なお心強いのは、「イエスは天使たちを助けず、アブラハムの子孫を助けられるのです」(16節)と明確に述べられていることです。天使にまさるところなどない私たち人間の方を、イエス様は助けようとしてくださり、事実、助けてくださいました。そうすることに、どんなメリットがあるのか。いや、そのようなことに関係なく、損得勘定抜きに、イエス様はあえて、損をなさる方をお選びになったのです。
その理由は、私たちへの愛、としか言いようがありません。私たちをたいせつに思うあまりに、そのようにしてくださったのです。そして、私たちの罪の償いのために、イエス様はわざわざ、私たちと同じような姿になられたのです。「イエスは、神の御前において憐れみ深い、忠実な大祭司となって、民の罪を償うために、すべての点で兄弟たちと同じようにならねばならなかったのです」と17節で言われている通りです。

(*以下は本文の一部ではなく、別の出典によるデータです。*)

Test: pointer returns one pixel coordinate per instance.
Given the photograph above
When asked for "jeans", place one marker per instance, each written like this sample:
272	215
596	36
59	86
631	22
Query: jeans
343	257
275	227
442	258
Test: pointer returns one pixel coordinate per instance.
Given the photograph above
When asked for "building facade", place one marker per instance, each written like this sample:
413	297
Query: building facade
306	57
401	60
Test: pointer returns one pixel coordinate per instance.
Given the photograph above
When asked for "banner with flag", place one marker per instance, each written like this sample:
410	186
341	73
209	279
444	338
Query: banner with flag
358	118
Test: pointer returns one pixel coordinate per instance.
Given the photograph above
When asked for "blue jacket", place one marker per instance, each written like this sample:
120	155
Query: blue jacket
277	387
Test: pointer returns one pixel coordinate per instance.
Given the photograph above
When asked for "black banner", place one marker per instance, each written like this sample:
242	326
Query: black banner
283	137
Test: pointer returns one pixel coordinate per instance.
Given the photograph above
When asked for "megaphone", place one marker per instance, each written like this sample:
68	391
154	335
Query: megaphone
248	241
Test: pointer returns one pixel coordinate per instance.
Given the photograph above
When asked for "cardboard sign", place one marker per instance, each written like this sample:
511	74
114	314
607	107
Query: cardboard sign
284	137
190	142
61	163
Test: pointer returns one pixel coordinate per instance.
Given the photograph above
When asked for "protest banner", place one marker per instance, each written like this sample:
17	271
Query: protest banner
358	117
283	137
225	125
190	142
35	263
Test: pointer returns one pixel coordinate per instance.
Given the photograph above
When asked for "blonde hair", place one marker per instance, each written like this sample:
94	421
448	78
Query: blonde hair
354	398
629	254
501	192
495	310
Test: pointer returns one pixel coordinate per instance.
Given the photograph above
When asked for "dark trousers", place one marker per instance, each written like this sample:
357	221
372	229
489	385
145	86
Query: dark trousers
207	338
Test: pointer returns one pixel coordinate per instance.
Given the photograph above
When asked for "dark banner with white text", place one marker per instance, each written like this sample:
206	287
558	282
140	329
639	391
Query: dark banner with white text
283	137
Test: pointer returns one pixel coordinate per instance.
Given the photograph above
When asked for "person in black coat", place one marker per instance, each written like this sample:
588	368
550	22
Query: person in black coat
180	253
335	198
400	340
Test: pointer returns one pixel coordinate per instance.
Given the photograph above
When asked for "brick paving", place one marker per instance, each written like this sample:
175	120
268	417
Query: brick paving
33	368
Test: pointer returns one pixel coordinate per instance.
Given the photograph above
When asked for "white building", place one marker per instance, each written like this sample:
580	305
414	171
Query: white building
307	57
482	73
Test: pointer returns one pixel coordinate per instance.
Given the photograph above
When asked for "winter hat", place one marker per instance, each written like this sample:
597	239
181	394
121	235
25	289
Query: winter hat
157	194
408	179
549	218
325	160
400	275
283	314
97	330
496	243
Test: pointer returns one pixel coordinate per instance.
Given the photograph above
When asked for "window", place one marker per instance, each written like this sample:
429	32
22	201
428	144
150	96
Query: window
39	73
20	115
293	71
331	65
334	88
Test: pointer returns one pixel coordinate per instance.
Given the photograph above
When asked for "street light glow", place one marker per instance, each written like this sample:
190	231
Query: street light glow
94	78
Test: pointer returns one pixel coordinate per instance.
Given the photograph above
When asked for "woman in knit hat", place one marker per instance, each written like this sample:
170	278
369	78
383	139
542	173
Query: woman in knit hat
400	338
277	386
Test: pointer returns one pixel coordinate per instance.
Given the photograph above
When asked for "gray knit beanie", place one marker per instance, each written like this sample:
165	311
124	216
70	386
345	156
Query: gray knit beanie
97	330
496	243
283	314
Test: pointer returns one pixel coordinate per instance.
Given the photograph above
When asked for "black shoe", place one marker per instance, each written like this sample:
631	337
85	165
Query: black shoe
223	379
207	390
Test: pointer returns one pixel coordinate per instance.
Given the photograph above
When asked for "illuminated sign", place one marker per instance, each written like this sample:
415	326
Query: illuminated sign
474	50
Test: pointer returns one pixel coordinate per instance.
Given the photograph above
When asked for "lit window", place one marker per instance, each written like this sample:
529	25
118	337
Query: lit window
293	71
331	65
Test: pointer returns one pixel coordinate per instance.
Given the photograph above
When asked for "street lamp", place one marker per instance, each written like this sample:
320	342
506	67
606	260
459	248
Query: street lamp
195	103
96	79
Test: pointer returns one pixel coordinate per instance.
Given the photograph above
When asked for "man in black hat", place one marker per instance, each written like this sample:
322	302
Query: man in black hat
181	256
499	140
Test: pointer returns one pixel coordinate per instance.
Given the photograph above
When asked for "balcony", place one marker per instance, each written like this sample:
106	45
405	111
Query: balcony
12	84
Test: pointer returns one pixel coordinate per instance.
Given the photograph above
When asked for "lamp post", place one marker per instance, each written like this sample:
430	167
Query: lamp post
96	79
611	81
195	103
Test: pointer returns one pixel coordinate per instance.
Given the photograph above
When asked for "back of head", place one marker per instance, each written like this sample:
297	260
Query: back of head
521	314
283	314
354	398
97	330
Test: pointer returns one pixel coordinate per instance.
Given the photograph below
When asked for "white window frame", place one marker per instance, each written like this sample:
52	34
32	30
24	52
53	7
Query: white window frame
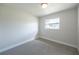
52	23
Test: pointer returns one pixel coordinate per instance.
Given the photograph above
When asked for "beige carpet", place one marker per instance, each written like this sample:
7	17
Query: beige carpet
41	47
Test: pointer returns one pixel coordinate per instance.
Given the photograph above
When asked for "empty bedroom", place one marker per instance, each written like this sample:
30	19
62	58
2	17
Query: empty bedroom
39	28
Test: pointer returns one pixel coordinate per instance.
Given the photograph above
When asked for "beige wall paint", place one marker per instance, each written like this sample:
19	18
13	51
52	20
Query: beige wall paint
68	27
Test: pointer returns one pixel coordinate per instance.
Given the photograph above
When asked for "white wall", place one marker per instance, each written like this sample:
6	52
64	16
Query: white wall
67	34
78	28
16	27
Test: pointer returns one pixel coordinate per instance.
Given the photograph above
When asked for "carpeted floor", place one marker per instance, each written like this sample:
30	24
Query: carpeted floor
41	47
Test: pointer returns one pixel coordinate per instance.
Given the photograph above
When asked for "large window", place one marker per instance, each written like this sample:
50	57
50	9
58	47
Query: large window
52	23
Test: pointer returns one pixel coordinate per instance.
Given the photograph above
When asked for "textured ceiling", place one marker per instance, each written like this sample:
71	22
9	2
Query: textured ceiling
36	9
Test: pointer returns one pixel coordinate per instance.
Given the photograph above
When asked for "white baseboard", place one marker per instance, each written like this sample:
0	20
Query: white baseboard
59	42
15	45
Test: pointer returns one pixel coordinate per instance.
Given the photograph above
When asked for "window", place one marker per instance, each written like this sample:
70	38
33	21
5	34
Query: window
52	23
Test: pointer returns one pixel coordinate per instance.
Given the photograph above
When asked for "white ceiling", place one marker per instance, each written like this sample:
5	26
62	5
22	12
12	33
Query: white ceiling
36	9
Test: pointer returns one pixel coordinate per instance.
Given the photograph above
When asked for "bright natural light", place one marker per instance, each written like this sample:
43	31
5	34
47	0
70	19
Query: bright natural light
52	23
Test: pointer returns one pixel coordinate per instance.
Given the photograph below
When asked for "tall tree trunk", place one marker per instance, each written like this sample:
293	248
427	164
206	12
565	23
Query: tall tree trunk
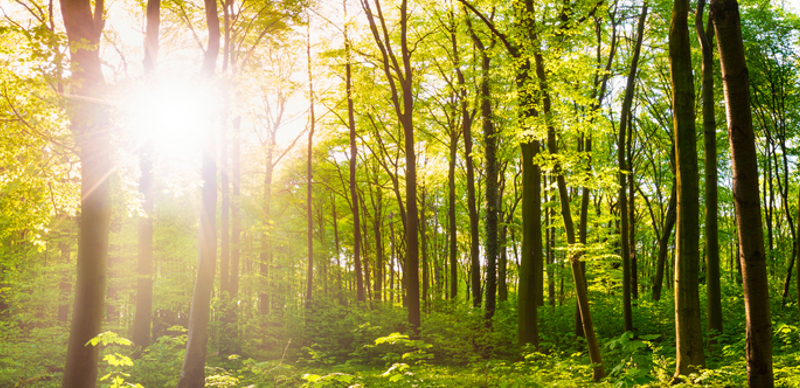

イエス様は、私たちのために、「忠実な大祭司」となられました。大祭司は民のためにいけにえを携えて神殿に入り、神様にとりなしの祈りをささげました。イエス様は人間の大祭司をはるかに超えて、ご自身を永遠のいけにえとしてただ一度神様の御前に十字架でおささげになり、それで人間の罪の赦しを実現されたのです。このことのために、イエス様はとにかく、あらゆる点で、今度は「兄弟たち」と呼ばれる、私たち人間と同じ姿にならなければならなかったのです。
ただし、その結果、神の御子は試練を受けて苦しむ、ということになってしまいました。本来ならば、何の苦しみもない中で、光に囲まれて過ごすはずの神の御子が、試練のただなかに置かれる、ということになってしまったのです。これはありえないことでした。しかしそれは、試練を受けて悩み苦しむ私たちを助けるためには、むしろ好都合となったのです。「御自身、試練を受けて苦しまれたからこそ、試練を受けている人たちを助けることがおできになるのです」(18節)と書かれている通りです。イエス様は、私たちの悩み苦しみを、わかってくださるのです。
ここで、「試練を受ける」とは、「苦しむ、苦しめられる」あるいは「悪に苦しみ、それを耐え忍ぶ」という意味です。イエス様は空腹に苦しめられたことがあり、人々の無理解に直面し、十字架に際して、人の悪を目の当たりにし、それを身に浴びるかのように受け止め、忍耐されました。まさにこれは、試練をお受けになった、としか表現しようのないことでした。そのようなご自身の体験は、決して無駄にはなりませんでした。私たち人間も、欠乏に苦しみ、なんで私のことをわかってくれないんだろうと嘆き、この世の悪に直面して言葉を失い、絶望し、それでも何とか生きていこうと、歯を食いしばってきました。人間の世界からはるか高いところで、まばゆい光の中で暮らしておられるような方であれば、そのような人間の苦しみなど、わかりようもないし、わかろうともしなかったかもしれません。しかし、私たちの救い主、このクリスマスに私たちのもとに来てくださったイエス様は、地の低いところまでわざわざ降りて来られて、地面に近くあり、顔を地にこすりつけるように身を低くして、私たちの悩み苦しみをつぶさにご覧になり、わかるよ、と言ってくださって、助けてくださるのです。私たち人間と同じ姿になられたからこそ、わかることなのです。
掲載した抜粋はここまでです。